Daken has a question. How does one kill a member of the Pride? He heads to Malibu and locates the house where the Pride’s children currently reside. He sneaks inside and heads into the kitchen, Unfortunately, he’s been spotted. Karolina Dean’s energies light up the room and Molly cries out that they have a creepy burglar. Before he can move, Klara Prast uses her control over plants to have shoots rip through the kitchen floor and grab his arms and leg. He manages to slash one of them with his claws, but he is punched to the floor by Molly, who kneels on him. He looks up to see Chase Stein, Nico Minoru and Victor Mancha also in the room. Nico tells ‘mohawk’ that the seventies called and want their look back. She asks who he is and what he wants with the runaways.
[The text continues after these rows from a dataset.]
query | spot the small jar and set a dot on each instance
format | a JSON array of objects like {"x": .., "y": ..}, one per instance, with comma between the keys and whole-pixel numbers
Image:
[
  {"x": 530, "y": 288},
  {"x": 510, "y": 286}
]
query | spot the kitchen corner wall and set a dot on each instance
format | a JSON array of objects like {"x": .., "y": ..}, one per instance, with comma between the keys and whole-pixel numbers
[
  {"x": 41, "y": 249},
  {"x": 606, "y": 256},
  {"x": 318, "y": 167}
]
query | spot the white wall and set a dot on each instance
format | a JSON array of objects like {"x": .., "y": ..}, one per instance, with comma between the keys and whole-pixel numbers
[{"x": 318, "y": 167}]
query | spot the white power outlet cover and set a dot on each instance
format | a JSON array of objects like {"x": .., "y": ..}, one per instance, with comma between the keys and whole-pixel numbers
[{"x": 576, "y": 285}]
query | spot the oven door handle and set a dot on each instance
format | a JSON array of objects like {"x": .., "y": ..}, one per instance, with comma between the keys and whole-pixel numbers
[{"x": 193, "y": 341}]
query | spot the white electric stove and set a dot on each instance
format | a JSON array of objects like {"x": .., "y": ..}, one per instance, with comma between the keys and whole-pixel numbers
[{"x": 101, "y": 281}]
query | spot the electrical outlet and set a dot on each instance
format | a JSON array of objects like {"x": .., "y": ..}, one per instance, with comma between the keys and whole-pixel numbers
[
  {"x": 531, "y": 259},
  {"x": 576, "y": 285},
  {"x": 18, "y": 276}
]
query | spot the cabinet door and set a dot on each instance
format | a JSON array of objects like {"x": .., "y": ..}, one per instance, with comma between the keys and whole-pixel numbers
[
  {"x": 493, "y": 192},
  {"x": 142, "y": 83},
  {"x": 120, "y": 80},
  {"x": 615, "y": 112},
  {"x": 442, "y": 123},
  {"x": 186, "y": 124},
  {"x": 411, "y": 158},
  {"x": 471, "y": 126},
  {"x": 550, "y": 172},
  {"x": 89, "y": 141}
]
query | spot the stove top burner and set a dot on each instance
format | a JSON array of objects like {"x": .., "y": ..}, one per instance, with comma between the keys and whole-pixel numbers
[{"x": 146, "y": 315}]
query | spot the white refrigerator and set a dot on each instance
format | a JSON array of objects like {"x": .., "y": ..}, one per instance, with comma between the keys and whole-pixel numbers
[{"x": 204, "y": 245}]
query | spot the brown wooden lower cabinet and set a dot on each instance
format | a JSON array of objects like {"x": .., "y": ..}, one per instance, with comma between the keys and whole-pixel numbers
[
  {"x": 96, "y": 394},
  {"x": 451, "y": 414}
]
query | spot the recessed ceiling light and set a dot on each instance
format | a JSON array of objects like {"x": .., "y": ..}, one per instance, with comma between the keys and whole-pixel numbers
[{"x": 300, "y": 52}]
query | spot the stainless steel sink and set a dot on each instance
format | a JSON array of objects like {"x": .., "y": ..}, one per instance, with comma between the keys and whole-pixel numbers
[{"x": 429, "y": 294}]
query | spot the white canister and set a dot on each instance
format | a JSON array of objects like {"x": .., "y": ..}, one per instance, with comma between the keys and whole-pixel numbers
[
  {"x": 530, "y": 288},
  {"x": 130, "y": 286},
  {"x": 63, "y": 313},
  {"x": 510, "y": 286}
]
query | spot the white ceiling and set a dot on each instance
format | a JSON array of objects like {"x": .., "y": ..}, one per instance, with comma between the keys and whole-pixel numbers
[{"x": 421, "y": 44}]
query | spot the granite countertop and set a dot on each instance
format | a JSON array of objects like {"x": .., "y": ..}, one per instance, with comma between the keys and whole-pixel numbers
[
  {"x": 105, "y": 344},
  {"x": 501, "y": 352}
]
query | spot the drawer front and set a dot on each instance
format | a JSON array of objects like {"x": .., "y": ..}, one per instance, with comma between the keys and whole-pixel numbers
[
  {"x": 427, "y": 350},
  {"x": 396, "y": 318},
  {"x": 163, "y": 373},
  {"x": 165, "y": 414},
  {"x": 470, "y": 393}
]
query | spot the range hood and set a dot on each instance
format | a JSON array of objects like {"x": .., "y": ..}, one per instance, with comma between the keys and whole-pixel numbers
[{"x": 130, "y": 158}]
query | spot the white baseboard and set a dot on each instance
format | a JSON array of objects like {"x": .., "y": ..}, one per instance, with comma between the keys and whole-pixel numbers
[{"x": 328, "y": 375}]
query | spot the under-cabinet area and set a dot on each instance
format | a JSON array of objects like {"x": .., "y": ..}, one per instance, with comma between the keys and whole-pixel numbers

Molly adds that they were kinda enjoying being left alone!

Characters Involved: 

Daken

Karolina Dean, Molly Hayes, Victor Mancha, Nico Minoru, Chase Stein (all Runaways)
FBI Agent Donna Kiel and several LAPD officers and detectives

Roston

Boat owners

Innocent victim and partner, onlooker
Drug Dealer

Alan Tweedy and his mother, Margaret
(in flashback)
Frank and Leslie Dean, Alice and Gene Hayes, Robert and Tina Minoru, Janet and Victor Stein, Catherine and Geoffrey Wilder, Dale and Stacey Yorkes (all members of The Pride)
The Gibborim

Story Notes: 

Klara Prast only appears behind the scenes in this issue. Chase’s appearance appears to put to bed people’s opinion that he was still in hospital. He had since been seen in an issue of S.W.O.R.D. up and well.
Martin Scorcese is an American movie director, known for his movies The Departed, Mean Streets and Goodfellas amongst others and several documentaries.

The runaways’ house was damaged in Runaways (3rd series) #11 but appears to have been fixed up since.

This appears to be the first time any of the runaways have referred to the group being called ‘The Runaways.’